Kai-Fu Li's Yi-34B uses exactly Llama's architecture except for 2 tensor renamed

brucethemoose2 · on Nov 14, 2023

Its not just that, its a refactoring of the llama code that doesn't seem to change anything. And its clearly an edit of the original Apache 2.0 llama file, but with no mention of llama:

https://www.diffchecker.com/bJTqkvmQ/

And instead of being PR'd into transformers, its just slapped on as external code, which is either a security risk or unsupported by frameworks. The HuggingFace leaderboard won't even queue the 200K version to benchmark, due to its no custom code policy.

And they claim its a 32K model, but its configured as a 4K model with no RoPE stretching config, and no explanation for how its supposed to be stretched out. For now, there's zero info on its tuning data. They didn't include instructions to reproduce their benchmarks, including the suspiciously high MMLU score.

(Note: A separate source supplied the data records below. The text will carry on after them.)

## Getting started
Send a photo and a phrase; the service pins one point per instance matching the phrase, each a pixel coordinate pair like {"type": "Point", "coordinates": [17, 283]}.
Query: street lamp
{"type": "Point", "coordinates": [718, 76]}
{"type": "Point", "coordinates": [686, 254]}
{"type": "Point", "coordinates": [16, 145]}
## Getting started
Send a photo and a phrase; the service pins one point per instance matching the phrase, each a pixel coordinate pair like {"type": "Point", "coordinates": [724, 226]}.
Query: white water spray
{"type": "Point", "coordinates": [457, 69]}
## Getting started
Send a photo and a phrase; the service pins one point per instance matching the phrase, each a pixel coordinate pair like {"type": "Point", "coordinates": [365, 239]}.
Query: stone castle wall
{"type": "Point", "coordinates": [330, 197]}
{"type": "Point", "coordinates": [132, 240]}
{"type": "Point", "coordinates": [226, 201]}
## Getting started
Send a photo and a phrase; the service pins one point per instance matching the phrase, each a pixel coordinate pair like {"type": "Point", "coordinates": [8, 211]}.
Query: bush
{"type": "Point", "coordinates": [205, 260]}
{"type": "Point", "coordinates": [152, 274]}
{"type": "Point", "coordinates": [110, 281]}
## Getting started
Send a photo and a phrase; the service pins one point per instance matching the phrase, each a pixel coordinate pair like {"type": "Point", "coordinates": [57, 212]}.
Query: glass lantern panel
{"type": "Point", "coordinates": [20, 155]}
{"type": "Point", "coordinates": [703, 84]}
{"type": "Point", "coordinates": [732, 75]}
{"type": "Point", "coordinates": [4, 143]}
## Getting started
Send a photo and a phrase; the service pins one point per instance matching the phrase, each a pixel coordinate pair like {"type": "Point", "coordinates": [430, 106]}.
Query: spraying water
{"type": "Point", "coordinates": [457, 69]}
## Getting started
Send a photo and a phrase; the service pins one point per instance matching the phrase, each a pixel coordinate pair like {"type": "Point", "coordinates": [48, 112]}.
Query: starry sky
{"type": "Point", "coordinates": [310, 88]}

...Anyone who's been in AI world in awhile won't bat an eye over this. Disingenuous claims? Hit and run release? License violations? Actual benchmark cheating? Who cares!? Just move onto the next paper, or in this case, take all the VC money. Yi is at least above par because its a base model, and it does feel pretty performant.

cosmojg · on Nov 21, 2023

It seems to have been, at least in part, a simple oversight. They're being pretty upfront about it over on HuggingFace: https://huggingface.co/01-ai/Yi-34B/discussions/11#655314587...

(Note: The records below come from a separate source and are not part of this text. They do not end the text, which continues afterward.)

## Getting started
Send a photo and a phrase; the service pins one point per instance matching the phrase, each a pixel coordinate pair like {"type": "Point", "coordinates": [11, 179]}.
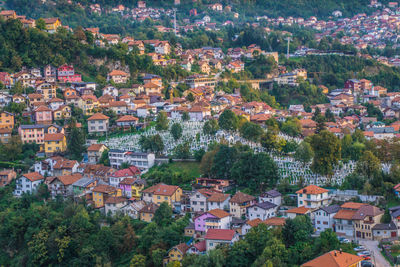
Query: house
{"type": "Point", "coordinates": [262, 210]}
{"type": "Point", "coordinates": [132, 187]}
{"type": "Point", "coordinates": [63, 185]}
{"type": "Point", "coordinates": [239, 203]}
{"type": "Point", "coordinates": [6, 176]}
{"type": "Point", "coordinates": [335, 258]}
{"type": "Point", "coordinates": [147, 212]}
{"type": "Point", "coordinates": [160, 193]}
{"type": "Point", "coordinates": [384, 231]}
{"type": "Point", "coordinates": [271, 196]}
{"type": "Point", "coordinates": [113, 205]}
{"type": "Point", "coordinates": [176, 253]}
{"type": "Point", "coordinates": [43, 115]}
{"type": "Point", "coordinates": [216, 237]}
{"type": "Point", "coordinates": [133, 209]}
{"type": "Point", "coordinates": [52, 24]}
{"type": "Point", "coordinates": [6, 120]}
{"type": "Point", "coordinates": [28, 183]}
{"type": "Point", "coordinates": [323, 217]}
{"type": "Point", "coordinates": [312, 197]}
{"type": "Point", "coordinates": [127, 121]}
{"type": "Point", "coordinates": [55, 143]}
{"type": "Point", "coordinates": [364, 219]}
{"type": "Point", "coordinates": [98, 123]}
{"type": "Point", "coordinates": [293, 213]}
{"type": "Point", "coordinates": [101, 192]}
{"type": "Point", "coordinates": [94, 152]}
{"type": "Point", "coordinates": [118, 76]}
{"type": "Point", "coordinates": [5, 135]}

jasonjmcghee · on Nov 14, 2023

I tried 6B version on Ollama and it behaved similarly to the phythia < 1B models. English words with no meaning, poor formatting, etc

Maybe there’s a bug, as Llama 2 7B works much better

brucethemoose2 · on Nov 14, 2023

The 34B 200K version works good for me. And a finetune came out... just now: https://huggingface.co/NousResearch/Nous-Capybara-34B

There was some kind of GGUF bug that ruined its output quality, dunno if it was fixed. I am running it in exllamav2.

brucethemoose2 · on Nov 14, 2023

See: https://github.com/01-ai/Yi/discussions/5#discussioncomment-...

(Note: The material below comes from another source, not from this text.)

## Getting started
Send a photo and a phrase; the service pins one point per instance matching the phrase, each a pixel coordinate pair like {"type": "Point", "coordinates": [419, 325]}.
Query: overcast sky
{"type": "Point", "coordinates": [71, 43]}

vissidarte_choi · on Nov 14, 2023

Background information here: https://techcrunch.com/2023/11/05/valued-at-1b-kai-fu-lees-l...

mikeandres · on Nov 14, 2023

Yi posted an update on Hugging Face. Sounds like it was an oversight from running experiments and open for pull request or version update https://huggingface.co/01-ai/Yi-34B/discussions/11#655314587...